ReLU exhibits the other conduct. In layer 1, whereas some neurons are inactive (the “useless zone”), the energetic ones already unfold throughout a wider vary (1.15 std), indicating preserved variation. By layer 2, this expands even additional (1.67 std), and the courses grow to be clearly separable — one is pushed to excessive activation ranges whereas the opposite stays close to zero. At this level, the output layer’s job is trivial.
fig, axes = plt.subplots(2, 2, figsize=(13, 10))
fig.patch.set_facecolor(T[“bg”])
fig.suptitle(“Hidden-space representations on make_moons check set”,
fontsize=13, shade=T[“text”])
for col, (web, shade, title) in enumerate([
(net_sig, T[“sig”], “Sigmoid”),
(net_relu, T[“relu”], “ReLU”),
]):
for row, layer in enumerate([1, 2]):
ax = axes[row][col]
ax.set_facecolor(T[“panel”])
H = web.get_hidden(X_test, layer=layer)
ax.scatter(H[y_test==0, 0], H[y_test==0, 1], c=T[“c0″], s=40,
edgecolors=”white”, linewidths=0.4, alpha=0.85, label=”Class 0″)

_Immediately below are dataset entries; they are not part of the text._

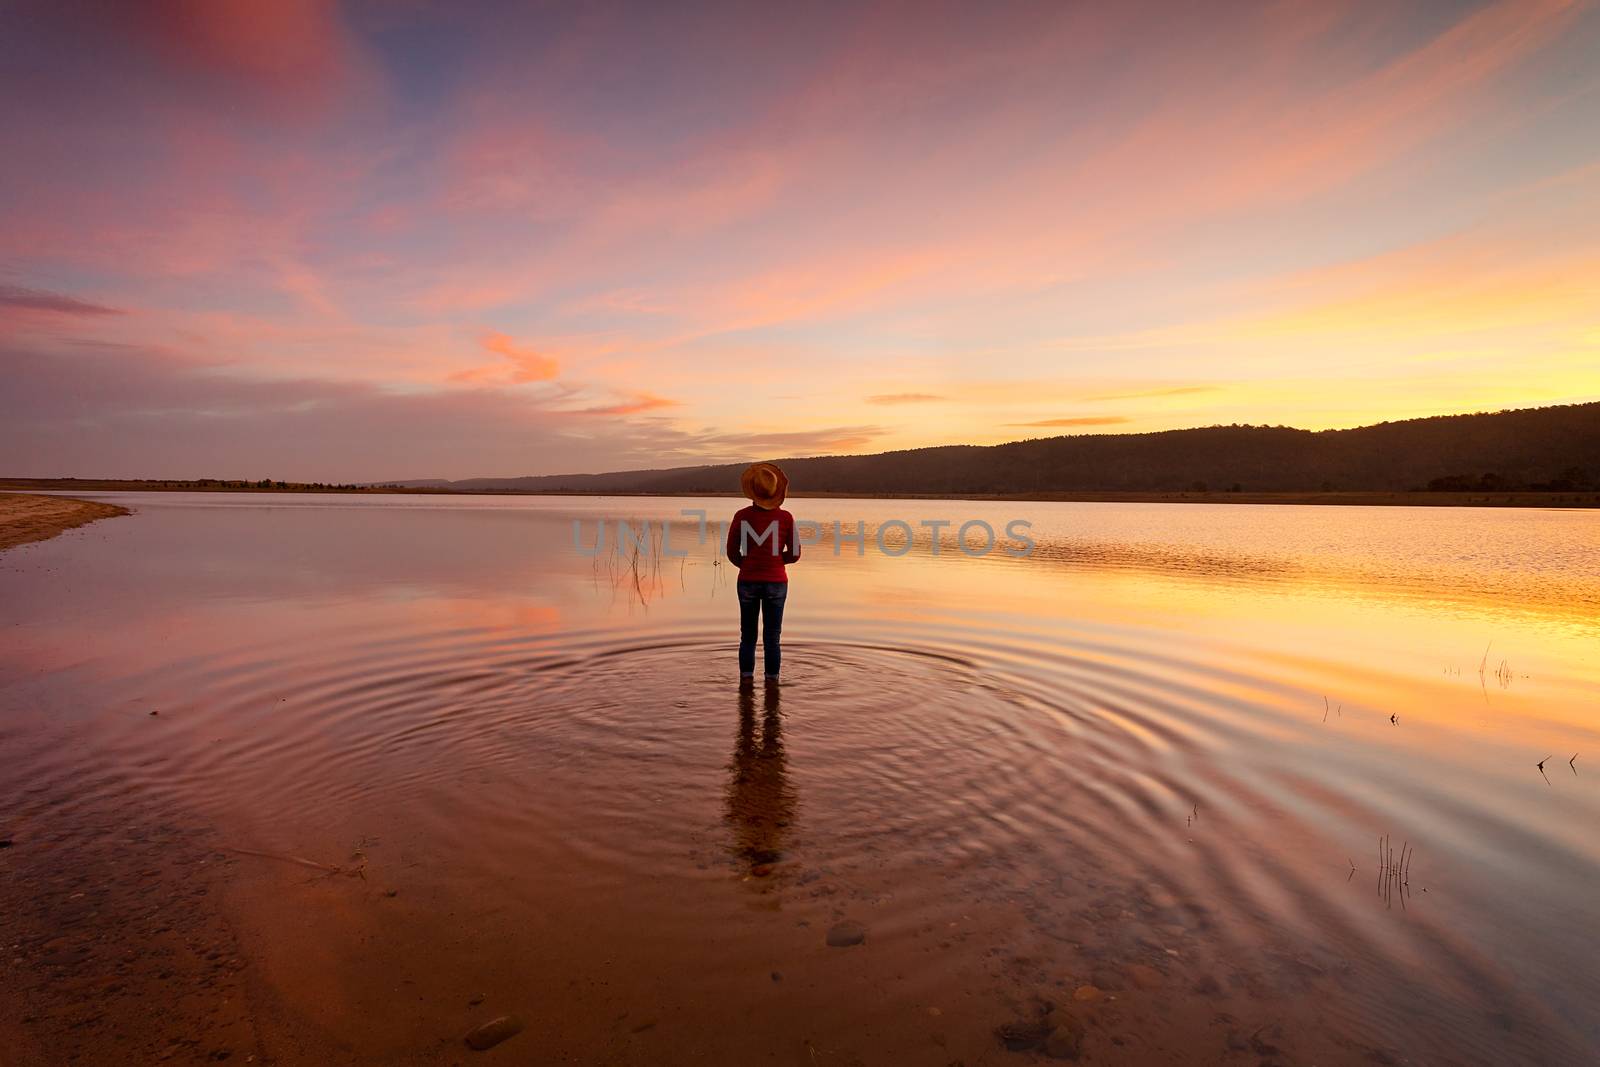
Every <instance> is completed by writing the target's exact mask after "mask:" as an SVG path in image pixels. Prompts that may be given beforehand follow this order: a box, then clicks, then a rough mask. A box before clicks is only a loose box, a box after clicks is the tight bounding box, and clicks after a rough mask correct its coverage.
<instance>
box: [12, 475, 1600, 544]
mask: <svg viewBox="0 0 1600 1067" xmlns="http://www.w3.org/2000/svg"><path fill="white" fill-rule="evenodd" d="M29 490H32V491H51V493H56V491H62V490H67V491H78V493H301V494H317V496H374V494H395V496H413V494H426V496H592V498H606V496H626V498H635V496H637V498H662V499H678V498H728V499H742V496H741V494H739V493H738V491H734V490H720V491H714V490H702V491H682V493H646V491H622V490H610V491H597V490H491V488H483V490H446V488H438V486H429V488H424V486H403V488H379V486H370V488H360V490H333V488H306V486H294V485H290V486H285V488H277V486H270V488H266V486H248V488H240V486H211V485H206V486H202V485H162V483H158V482H141V480H126V482H115V480H75V478H11V480H0V499H5V496H6V494H13V493H27V491H29ZM32 499H42V501H62V499H70V498H32ZM794 499H797V501H798V499H846V501H1037V502H1059V504H1298V506H1323V507H1560V509H1600V491H1595V490H1566V491H1531V490H1501V491H1485V490H1472V491H1459V493H1458V491H1427V490H1328V491H1322V490H1283V491H1261V493H1251V491H1238V493H1232V491H1224V490H1213V491H1205V493H1202V491H1195V490H1187V491H1179V490H1166V491H1138V493H1126V491H1099V490H1082V491H1061V493H838V491H821V490H818V491H806V493H795V494H794ZM78 504H93V502H91V501H78ZM93 506H94V507H112V509H114V510H110V512H106V514H102V515H94V517H93V518H85V520H80V522H77V523H72V525H82V523H83V522H93V520H94V518H109V517H110V515H125V514H126V510H125V509H115V506H107V504H93ZM5 522H6V520H5V517H3V514H0V531H3V528H5V526H3V523H5ZM67 528H70V526H62V530H67ZM54 533H59V530H58V531H54ZM54 533H51V534H46V536H54ZM32 539H38V537H32ZM10 544H22V542H6V541H5V539H3V534H0V549H5V547H10Z"/></svg>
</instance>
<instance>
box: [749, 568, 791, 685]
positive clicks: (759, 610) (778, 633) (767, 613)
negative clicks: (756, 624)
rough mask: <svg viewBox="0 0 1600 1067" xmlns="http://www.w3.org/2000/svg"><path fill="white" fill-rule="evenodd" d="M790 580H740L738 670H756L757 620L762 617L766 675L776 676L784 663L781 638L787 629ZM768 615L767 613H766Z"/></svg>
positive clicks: (777, 674)
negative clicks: (772, 581)
mask: <svg viewBox="0 0 1600 1067" xmlns="http://www.w3.org/2000/svg"><path fill="white" fill-rule="evenodd" d="M787 597H789V582H739V673H742V675H752V673H755V621H757V619H762V653H763V656H765V661H766V677H768V678H776V677H778V667H781V665H782V656H784V654H782V649H781V648H779V646H778V638H779V637H781V635H782V632H784V600H786V598H787ZM763 616H765V617H763Z"/></svg>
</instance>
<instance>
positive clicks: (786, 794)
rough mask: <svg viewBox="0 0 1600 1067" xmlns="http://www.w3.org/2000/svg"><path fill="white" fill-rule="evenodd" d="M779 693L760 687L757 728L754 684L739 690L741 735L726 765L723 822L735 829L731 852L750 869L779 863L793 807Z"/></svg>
mask: <svg viewBox="0 0 1600 1067" xmlns="http://www.w3.org/2000/svg"><path fill="white" fill-rule="evenodd" d="M779 694H781V689H779V686H776V685H768V686H765V688H763V694H762V715H760V723H757V713H755V685H754V683H746V685H741V686H739V733H738V737H736V741H734V745H733V760H730V763H728V771H730V776H728V793H726V801H728V816H726V817H728V824H730V825H731V827H733V851H734V854H736V856H738V857H739V862H741V864H744V865H749V867H750V869H752V870H754V869H755V867H760V865H763V864H776V862H778V861H779V859H782V854H784V851H782V846H784V835H786V833H787V830H789V824H790V821H792V819H794V811H795V803H797V798H795V792H794V789H792V787H790V785H789V773H787V765H789V760H787V757H786V755H784V739H782V712H781V707H779Z"/></svg>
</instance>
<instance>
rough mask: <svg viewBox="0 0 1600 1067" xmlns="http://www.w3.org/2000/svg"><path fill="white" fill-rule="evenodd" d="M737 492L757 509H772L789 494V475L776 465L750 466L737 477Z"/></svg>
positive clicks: (757, 464) (754, 465)
mask: <svg viewBox="0 0 1600 1067" xmlns="http://www.w3.org/2000/svg"><path fill="white" fill-rule="evenodd" d="M739 490H742V491H744V494H746V496H747V498H750V501H754V502H755V506H757V507H766V509H773V507H778V506H779V504H782V502H784V494H786V493H789V475H786V474H784V472H782V470H781V469H779V467H778V464H750V466H749V467H746V469H744V474H741V475H739Z"/></svg>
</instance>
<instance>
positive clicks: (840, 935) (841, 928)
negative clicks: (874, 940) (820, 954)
mask: <svg viewBox="0 0 1600 1067" xmlns="http://www.w3.org/2000/svg"><path fill="white" fill-rule="evenodd" d="M866 939H867V928H866V926H862V925H861V923H858V921H854V920H848V918H846V920H845V921H842V923H835V925H834V926H832V928H830V929H829V931H827V944H829V947H832V949H848V947H850V945H859V944H864V942H866Z"/></svg>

ax.scatter(H[y_test==1, 0], H[y_test==1, 1], c=T[“c1″], s=40,
edgecolors=”white”, linewidths=0.4, alpha=0.85, label=”Class 1″)
unfold = H.std()
ax.textual content(0.04, 0.96, f”std: {unfold:.4f}”,
rework=ax.transAxes, fontsize=9, va=”high”,
shade=T[“text”],
bbox=dict(boxstyle=”spherical,pad=0.3″, fc=”white”, ec=shade, alpha=0.85))

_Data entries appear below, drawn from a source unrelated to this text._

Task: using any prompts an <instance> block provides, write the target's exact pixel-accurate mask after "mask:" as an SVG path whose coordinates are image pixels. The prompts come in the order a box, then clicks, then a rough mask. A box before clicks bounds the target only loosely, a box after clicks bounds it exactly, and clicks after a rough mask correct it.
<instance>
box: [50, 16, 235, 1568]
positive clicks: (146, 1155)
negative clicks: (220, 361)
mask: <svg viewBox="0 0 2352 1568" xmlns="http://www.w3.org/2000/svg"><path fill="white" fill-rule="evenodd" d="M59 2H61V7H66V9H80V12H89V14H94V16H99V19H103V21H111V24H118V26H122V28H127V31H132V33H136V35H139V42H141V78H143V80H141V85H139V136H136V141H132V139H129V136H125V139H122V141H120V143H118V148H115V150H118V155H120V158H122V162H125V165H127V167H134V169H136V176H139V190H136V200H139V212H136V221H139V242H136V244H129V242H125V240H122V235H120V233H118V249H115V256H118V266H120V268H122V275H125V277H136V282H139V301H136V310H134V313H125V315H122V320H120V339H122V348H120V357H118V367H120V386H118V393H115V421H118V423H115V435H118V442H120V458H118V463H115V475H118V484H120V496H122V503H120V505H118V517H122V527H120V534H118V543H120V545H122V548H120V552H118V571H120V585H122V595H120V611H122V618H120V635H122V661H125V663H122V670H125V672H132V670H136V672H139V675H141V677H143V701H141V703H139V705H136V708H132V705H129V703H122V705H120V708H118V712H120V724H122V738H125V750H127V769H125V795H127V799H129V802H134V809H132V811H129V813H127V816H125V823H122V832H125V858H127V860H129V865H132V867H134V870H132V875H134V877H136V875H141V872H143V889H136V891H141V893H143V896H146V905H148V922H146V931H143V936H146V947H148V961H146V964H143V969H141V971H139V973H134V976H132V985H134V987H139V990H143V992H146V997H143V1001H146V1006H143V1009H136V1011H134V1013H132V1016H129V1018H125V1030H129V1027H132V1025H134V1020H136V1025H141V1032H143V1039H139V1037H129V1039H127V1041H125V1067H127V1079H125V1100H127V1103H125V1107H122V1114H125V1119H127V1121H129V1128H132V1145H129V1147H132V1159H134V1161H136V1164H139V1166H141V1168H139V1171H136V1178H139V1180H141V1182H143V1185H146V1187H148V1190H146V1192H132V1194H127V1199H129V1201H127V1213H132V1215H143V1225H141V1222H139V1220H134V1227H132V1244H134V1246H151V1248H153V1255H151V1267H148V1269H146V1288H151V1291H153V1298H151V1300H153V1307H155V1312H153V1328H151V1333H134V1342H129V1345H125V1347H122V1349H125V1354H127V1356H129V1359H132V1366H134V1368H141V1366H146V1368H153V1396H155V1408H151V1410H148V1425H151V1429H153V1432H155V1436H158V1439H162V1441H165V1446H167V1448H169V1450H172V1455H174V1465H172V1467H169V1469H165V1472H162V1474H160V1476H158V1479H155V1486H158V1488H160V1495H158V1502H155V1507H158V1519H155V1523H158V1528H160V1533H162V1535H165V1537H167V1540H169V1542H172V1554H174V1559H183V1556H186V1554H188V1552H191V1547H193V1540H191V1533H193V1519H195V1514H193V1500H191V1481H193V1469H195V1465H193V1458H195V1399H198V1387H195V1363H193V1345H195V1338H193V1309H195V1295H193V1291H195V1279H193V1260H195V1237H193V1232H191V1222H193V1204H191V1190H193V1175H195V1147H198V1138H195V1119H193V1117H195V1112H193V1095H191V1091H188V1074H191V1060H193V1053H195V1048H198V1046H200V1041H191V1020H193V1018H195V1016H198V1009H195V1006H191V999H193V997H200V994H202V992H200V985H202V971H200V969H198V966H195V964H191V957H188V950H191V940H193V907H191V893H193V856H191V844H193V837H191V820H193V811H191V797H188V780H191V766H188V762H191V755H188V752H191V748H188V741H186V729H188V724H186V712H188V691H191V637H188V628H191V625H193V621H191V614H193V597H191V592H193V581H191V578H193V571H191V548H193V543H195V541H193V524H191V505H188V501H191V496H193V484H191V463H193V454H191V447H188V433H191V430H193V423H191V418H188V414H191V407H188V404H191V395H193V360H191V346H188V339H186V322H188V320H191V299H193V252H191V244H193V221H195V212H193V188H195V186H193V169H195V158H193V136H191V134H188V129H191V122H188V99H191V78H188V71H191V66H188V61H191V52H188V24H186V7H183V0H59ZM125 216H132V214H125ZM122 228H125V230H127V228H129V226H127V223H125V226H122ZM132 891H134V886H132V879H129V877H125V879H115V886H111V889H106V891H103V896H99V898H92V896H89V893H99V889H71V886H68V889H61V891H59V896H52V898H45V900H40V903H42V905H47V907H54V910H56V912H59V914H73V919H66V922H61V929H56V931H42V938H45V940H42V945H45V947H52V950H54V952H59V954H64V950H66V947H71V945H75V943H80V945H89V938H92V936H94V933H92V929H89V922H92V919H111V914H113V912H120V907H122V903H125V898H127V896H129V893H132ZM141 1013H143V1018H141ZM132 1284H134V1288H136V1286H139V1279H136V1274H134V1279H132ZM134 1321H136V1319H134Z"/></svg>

ax.set_title(f”{title} — Layer {layer} hidden area”,
shade=shade, fontsize=11)
ax.set_xlabel(f”Unit 1″, shade=T[“muted”])

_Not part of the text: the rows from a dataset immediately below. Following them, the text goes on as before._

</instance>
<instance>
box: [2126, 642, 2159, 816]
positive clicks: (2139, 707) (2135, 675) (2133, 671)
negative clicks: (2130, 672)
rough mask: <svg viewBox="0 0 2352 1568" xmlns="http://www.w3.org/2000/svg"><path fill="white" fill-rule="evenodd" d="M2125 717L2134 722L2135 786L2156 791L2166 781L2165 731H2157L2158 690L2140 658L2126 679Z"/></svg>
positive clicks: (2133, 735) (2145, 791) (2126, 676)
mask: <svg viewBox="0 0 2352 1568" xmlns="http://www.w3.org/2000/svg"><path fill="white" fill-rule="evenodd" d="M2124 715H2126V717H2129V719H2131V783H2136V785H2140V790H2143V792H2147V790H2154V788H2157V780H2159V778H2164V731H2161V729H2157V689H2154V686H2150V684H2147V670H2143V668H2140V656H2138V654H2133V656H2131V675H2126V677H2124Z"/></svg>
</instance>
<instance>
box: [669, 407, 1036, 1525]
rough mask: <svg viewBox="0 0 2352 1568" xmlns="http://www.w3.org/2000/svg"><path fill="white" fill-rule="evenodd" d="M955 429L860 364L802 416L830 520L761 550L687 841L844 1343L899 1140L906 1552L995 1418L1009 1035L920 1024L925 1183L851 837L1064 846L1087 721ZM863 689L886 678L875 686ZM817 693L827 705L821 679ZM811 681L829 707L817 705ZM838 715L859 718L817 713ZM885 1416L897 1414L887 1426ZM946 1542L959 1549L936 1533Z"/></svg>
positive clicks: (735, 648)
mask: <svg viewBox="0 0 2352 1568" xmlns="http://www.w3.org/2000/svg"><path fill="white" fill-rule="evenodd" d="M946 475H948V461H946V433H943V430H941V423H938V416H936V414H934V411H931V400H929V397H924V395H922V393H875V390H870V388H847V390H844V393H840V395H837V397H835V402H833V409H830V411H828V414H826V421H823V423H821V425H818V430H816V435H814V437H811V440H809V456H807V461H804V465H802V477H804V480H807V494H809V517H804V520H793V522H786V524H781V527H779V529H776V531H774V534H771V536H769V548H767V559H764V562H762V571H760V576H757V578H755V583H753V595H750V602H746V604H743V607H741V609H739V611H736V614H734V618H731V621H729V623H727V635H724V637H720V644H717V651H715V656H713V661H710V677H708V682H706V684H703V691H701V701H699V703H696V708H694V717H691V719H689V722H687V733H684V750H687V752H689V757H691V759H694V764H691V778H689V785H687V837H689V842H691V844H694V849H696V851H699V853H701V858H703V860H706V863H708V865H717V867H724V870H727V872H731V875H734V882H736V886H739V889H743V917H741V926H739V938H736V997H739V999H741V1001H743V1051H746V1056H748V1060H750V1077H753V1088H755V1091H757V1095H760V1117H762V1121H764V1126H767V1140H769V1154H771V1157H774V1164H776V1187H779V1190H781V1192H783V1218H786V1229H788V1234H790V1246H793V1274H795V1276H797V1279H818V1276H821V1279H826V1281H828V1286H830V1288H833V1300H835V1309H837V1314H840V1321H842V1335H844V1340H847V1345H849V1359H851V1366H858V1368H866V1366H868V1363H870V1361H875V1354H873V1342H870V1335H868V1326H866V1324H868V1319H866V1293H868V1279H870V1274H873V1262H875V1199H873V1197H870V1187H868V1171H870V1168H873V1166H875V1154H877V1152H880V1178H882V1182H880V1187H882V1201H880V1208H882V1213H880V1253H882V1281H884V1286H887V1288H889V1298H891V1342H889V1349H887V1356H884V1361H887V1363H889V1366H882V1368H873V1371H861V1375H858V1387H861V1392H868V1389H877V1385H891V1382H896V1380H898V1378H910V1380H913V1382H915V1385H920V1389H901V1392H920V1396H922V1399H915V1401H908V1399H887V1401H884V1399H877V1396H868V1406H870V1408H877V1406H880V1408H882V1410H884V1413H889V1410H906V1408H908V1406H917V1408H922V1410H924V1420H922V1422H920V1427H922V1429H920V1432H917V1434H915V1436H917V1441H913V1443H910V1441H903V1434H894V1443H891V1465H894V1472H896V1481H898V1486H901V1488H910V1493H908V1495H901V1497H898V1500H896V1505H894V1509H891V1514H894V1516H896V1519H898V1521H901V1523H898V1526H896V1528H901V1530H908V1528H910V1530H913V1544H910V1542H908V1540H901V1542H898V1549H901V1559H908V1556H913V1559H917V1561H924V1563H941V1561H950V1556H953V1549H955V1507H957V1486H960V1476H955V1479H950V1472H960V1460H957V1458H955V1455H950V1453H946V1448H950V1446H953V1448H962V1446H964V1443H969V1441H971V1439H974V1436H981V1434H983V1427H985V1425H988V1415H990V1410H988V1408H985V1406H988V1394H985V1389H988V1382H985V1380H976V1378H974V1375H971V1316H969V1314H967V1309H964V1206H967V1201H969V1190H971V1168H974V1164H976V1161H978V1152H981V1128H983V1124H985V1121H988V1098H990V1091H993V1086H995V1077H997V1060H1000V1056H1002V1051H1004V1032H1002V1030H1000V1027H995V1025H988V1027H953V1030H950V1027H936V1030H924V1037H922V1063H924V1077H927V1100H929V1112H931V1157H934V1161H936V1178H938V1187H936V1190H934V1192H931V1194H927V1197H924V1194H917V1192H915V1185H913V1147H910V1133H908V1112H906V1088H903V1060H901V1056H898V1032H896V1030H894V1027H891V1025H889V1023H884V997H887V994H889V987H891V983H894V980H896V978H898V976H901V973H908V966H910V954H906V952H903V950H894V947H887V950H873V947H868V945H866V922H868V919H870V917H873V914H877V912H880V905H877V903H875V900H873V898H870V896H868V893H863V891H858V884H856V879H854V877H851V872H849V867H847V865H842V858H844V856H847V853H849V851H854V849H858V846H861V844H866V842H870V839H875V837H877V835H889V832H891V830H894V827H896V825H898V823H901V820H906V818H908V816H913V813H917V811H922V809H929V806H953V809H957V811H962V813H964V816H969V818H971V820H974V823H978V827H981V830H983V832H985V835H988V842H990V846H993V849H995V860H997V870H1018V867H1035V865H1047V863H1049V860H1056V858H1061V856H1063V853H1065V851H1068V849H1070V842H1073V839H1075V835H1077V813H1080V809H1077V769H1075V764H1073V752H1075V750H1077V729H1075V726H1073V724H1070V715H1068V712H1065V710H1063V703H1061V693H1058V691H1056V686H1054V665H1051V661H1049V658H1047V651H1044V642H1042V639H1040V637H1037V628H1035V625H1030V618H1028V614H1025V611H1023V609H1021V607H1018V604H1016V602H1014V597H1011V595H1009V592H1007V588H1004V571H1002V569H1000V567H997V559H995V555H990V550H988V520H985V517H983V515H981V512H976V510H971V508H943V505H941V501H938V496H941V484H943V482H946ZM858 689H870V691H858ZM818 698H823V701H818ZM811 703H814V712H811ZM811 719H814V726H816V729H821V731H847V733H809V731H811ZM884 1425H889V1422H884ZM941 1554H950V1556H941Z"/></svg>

ax.set_ylabel(f”Unit 2″, shade=T[“muted”])
ax.tick_params(colours=T[“muted”])
if row == 0 and col == 0: ax.legend(fontsize=9)
plt.tight_layout()
plt.savefig(“hidden_space.png”, dpi=140, bbox_inches=”tight”)
plt.present()
Take a look at the Full Codes right here. Additionally, be at liberty to comply with us on Twitter and don’t overlook to affix our 120k+ ML SubReddit and Subscribe to our Publication. Wait! are you on telegram? now you may be a part of us on telegram as nicely.
Have to associate with us for selling your GitHub Repo OR Hugging Face Web page OR Product Launch OR Webinar and so on.? Join with us
I’m a Civil Engineering Graduate (2022) from Jamia Millia Islamia, New Delhi, and I’ve a eager curiosity in Knowledge Science, particularly Neural Networks and their software in numerous areas.